The point is that some economists, including the one below, claim Obamacare is already having the effect of slowing the growth of health care for employers. I say that is pure nonsense. First, the health care system does not change that rapidly, if it’s going to change at all. Second, it is likely that modest gains if there were any at this point, are offset by the new mandates and fees on employers and insurance companies, the expanded benefits and the greatly increased administrative expense that does not show up in premiums.
Next please focus on the text below I placed in bold. Think about your health benefits at work. Has your deductible increased in recent years, are your out-of-pocket costs higher? Has your choice of providers been limited? Have you been offered that great deal known as a health savings account (HSA)? Has your employer repeatedly told you that health care costs are a problem? Do you think your employer is providing you overly generous health benefits just to be nice? I’m betting the answers are , YES, YES, YES, YES, YES and absolutely NO!
So, do you think a new Cadillac tax on expensive health plans come 2018 is reducing spending growth? Oh, I meant for you. By the way, did you know that unions were able to have many of their jobs exempt from the limits of the new tax … to preserve generous and costly benefits.
Economists may be united, but do they have a clue what has been going on in the real world for the last decade, long before the Affordable Care Act was a factor in anything? Employers didn’t need Obamacare to show them how to reduce their costs.
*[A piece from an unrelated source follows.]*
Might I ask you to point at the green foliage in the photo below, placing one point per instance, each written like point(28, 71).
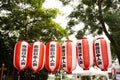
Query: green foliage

How the Affordable Care Act will affect employer spending on health care.
The fundamental question about the Affordable Care Act is thus what it will do to employer spending on health insurance. The act has a number of provisions designed to reduce spending growth. These include the “Cadillac tax” on expensive health insurance plans and a transition of medical care payments away from fee-for-service payment into value-based payments. Economists are virtually united in asserting that a combination of these demand and supply-side levers are the way to get a handle on a wasteful system.
Already, these payment transitions seem to be having an effect. Health care cost increases are at the lowest level in the last half-century, and employer premium growth has slowed markedly. My own work with Nikhil Sahni shows that the Affordable Care Act is one factor in this slowdown.
August 7, 2013, 11:00 am
The Economics of the Affordable Care Act
By DAVID M. CUTLER
David Cutler is Otto Eckstein Professor of Applied Economics at Harvard University. He served as senior health care adviser to the Obama presidential campaign in 2008.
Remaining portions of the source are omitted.